To demonstrate the effectiveness of each module, we conduct an ablation study by the combination of four factors: DCP teacher network (DCP), NLD teacher network (NLD), pixel-wise distillation loss (PDL), discrete wavelet transform (DWT). We construct the following variants with different component combinations: (1) Student: only the student network is used; (2) Student+DCP: only the DCP teacher network is used to guide the student network by feature-wise distillation loss. (3) Student + NLD: only.

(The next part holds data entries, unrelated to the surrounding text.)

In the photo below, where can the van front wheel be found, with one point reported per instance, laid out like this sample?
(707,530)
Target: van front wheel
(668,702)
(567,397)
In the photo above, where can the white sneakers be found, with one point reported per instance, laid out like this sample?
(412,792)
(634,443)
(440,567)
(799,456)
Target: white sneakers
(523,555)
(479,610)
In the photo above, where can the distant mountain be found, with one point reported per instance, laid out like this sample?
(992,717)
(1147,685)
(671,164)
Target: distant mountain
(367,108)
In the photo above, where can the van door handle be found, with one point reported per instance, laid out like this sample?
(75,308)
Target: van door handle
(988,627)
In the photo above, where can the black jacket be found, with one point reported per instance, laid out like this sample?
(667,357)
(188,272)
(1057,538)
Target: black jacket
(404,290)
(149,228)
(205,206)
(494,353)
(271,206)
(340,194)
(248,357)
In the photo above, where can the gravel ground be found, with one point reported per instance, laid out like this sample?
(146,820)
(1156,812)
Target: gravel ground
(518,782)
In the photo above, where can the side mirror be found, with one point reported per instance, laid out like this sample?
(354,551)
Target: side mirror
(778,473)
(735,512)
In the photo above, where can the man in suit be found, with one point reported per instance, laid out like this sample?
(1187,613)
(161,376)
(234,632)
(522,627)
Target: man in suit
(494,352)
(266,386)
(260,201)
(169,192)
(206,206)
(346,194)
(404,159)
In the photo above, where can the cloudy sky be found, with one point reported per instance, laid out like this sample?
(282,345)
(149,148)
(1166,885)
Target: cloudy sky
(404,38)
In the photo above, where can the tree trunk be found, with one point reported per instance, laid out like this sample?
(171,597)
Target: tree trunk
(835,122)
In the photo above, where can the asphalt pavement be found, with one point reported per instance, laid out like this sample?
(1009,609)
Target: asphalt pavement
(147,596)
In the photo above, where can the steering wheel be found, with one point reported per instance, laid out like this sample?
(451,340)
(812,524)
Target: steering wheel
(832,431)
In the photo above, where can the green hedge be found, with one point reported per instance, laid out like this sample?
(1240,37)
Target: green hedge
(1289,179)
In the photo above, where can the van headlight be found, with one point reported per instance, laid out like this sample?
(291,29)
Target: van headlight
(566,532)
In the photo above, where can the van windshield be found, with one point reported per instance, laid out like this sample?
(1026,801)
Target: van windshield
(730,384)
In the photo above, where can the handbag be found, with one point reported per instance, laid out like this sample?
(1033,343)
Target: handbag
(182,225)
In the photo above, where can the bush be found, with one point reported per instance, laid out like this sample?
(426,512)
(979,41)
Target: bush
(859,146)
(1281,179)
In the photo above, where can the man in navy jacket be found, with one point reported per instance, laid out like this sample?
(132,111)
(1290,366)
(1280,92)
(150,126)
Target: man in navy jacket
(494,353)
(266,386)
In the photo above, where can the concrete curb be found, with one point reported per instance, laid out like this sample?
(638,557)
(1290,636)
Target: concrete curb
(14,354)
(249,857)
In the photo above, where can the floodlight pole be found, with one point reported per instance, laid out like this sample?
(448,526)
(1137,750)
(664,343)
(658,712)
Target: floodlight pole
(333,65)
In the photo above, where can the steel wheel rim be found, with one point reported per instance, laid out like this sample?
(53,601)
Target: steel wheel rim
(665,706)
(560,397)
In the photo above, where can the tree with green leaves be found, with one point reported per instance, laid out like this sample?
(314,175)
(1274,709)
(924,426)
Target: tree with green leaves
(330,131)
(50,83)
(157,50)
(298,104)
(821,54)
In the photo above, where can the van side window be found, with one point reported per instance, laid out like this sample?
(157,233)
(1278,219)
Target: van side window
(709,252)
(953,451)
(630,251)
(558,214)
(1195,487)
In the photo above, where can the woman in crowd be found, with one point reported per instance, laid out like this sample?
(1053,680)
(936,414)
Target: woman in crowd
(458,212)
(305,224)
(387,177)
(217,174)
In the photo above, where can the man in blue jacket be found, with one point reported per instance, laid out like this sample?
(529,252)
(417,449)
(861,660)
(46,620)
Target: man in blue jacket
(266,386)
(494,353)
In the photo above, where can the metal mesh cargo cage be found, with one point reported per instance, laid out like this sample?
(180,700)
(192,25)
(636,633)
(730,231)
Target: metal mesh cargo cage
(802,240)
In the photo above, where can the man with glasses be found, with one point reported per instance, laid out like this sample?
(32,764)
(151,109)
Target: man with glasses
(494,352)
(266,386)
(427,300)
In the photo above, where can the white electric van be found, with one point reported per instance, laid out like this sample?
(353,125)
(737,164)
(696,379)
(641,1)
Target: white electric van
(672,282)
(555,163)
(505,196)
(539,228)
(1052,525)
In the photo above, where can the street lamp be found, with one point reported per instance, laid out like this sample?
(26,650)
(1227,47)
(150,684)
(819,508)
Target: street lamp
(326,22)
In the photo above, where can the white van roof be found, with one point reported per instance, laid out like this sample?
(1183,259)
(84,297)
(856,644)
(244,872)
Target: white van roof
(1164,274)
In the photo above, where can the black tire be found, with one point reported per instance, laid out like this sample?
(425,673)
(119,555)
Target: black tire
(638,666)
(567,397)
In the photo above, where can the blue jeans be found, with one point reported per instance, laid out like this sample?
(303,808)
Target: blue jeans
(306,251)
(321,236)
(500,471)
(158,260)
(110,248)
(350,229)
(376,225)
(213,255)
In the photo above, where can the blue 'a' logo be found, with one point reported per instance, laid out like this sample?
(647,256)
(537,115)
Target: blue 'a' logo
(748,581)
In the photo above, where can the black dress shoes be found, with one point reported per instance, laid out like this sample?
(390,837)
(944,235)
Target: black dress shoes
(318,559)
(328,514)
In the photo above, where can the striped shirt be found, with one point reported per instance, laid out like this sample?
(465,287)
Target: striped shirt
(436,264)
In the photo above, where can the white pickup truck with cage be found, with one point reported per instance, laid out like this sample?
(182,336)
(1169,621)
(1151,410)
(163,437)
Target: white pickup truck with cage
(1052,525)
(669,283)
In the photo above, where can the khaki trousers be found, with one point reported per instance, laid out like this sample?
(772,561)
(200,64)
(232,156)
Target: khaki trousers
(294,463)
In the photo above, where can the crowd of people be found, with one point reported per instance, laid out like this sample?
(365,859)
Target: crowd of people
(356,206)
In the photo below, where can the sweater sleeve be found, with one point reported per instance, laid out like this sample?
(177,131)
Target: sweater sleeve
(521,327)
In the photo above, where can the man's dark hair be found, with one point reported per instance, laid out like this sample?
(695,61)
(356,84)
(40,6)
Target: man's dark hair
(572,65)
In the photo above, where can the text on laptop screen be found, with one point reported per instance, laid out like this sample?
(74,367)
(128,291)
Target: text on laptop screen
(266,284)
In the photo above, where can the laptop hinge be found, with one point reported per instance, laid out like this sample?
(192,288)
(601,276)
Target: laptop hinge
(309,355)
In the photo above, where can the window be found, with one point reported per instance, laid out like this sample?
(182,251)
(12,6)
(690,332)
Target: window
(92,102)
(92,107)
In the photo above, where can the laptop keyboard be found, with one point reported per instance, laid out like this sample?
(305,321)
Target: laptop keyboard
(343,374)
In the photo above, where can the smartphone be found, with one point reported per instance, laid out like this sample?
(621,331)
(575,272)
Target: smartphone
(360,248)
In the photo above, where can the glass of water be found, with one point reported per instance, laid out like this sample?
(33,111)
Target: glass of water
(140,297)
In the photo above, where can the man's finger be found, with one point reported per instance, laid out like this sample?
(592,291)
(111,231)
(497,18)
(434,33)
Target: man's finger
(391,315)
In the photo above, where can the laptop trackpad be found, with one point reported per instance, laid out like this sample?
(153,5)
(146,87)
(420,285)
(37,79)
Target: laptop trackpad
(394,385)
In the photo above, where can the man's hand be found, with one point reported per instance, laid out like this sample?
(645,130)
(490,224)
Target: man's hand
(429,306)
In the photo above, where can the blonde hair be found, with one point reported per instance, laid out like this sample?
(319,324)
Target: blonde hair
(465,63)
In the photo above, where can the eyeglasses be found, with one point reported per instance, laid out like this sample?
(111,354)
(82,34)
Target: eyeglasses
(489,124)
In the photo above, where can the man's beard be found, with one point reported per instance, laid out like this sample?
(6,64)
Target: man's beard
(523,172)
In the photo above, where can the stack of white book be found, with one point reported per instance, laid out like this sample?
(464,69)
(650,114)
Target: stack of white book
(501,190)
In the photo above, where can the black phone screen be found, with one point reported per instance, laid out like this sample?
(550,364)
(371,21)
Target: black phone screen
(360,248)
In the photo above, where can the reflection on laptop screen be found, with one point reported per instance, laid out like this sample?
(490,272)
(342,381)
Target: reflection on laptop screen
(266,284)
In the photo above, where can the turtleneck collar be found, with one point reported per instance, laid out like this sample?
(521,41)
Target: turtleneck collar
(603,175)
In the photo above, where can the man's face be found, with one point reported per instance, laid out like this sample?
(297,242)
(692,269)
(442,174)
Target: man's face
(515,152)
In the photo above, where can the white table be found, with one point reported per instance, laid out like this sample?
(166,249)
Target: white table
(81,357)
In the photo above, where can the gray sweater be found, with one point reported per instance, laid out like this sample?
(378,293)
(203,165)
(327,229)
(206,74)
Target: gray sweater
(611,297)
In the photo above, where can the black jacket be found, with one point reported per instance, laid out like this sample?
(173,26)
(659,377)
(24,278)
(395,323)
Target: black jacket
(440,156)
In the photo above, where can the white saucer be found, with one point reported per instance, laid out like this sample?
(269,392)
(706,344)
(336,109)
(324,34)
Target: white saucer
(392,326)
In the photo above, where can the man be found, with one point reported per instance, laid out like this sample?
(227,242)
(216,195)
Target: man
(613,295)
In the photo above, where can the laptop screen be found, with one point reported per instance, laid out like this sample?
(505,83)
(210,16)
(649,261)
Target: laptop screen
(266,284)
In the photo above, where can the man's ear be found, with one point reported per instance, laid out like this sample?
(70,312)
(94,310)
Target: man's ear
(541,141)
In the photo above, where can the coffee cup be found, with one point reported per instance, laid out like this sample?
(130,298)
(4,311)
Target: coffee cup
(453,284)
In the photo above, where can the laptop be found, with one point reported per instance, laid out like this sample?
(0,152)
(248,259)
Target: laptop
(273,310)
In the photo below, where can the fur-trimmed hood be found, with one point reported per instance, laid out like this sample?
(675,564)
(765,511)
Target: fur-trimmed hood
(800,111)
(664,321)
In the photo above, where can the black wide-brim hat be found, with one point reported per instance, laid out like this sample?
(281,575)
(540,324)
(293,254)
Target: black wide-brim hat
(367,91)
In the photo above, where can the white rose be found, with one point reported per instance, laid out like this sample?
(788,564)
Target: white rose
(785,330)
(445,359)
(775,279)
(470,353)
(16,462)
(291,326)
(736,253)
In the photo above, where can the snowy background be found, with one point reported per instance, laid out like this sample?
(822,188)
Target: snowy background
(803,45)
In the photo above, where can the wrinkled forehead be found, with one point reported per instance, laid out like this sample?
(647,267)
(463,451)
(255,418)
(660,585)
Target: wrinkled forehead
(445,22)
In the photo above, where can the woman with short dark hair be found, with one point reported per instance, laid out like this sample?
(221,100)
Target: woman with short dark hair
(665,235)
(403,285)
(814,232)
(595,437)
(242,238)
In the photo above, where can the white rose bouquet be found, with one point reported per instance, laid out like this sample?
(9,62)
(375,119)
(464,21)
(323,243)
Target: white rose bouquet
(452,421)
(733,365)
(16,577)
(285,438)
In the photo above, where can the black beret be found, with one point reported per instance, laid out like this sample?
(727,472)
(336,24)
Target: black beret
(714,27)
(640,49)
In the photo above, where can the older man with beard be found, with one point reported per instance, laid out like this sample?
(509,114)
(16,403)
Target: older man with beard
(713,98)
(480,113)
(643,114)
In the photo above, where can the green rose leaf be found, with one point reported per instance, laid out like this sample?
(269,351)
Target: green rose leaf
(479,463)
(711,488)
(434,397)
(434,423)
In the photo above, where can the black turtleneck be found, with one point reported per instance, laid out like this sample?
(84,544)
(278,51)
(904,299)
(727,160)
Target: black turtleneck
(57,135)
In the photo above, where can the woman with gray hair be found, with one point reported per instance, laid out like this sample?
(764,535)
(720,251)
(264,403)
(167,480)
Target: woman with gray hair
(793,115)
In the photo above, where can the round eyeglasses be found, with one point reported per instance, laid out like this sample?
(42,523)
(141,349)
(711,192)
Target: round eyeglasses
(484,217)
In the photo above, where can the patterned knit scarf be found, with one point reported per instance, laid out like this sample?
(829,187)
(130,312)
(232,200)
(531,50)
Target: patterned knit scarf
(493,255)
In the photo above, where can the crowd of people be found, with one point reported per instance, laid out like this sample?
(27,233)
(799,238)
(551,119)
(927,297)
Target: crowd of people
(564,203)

the NLD teacher network is used to guide the student network by feature-wise distillation losses. (4) Student+DCP+NLD: both the DCP and NLD teacher networks are used to guide the student network by feature-wise distillation losses. (5) Student+DCP+NLD+PDL: two teacher networks guide the student network by both feature-wise distillation losses and pixel-wise distillation losses (6) Student+DCP+NLD+PDL+DWT (Ours): a DWT module is applied before pixel-wise guiding, and only the high-frequency parts of DCP and NLD teacher networks are used to guide the student network during pixel-wise comparison. The results are shown in Table 2, it demonstrates that the proposed MGDNet achieves the best performance of image dehazing in terms of PSNR and SSIM. Moreover, adding DCP teacher network, we can improve PSNR from 19.68 dB to 20.32 dB and enhance SSIM by 0.01. And adding NLD teacher network, we can also improve the metrics by 0.56 dB and 0.007. These results show that the combination of prior-based methods improves the performance in outdoor scenes although the network is only trained by indoor images, and the DCP is more efficient than the NLD for our method. Moreover, adding both of DCP teacher network and NLD teacher network also provides with a little gain, which means that combining with multiple priors further improve the generalization ability since unilateral prior cannot hold in various scenes. Additionally, we have also noticed that the addition of PDL drops the performance. It shows that directly using pixel-wise distillation losses may degrade final results since prior-based dehazing images always contain some negative information such as color shifts and artifacts. Fortunately, with the help of DWT, the network can alleviate the distortions in the outputs of teacher networks and further improves the metrics to 20.49 dB and 0.904, respectively.

Fig. 4.
figure 4

Comparison of the state-of-the-art dehazing methods on the real-world images.

Table 2. Comparison of variants with different components on the outdoor dataset of SOTS.

5 Conclusion

In this paper, we propose a multi-priors guided dehazing network (MGDNet) based on knowledge distillation, which combines the complementary merits of prior-based dehazing methods and learning-based dehazing methods. Specifically, we pretrain two teacher networks to efficiently use the partially correct features of dark channel prior (DCP) and non-local dehazing (NLD) dehazed results by both of feature-level and pixel-level distillation losses. Moreover, we adopt a high-pass discrete wavelet transform (DWT) before pixel-level guiding to alleviate the negative information of prior dehazed images such as color shifts and artifacts. And the added features of two teacher networks can be refined during the supervised training of student network. Experiments on real-world images demonstrate that the proposed MGDN achieves favorable dehazing effect by both of the quantitative and qualitative comparisons.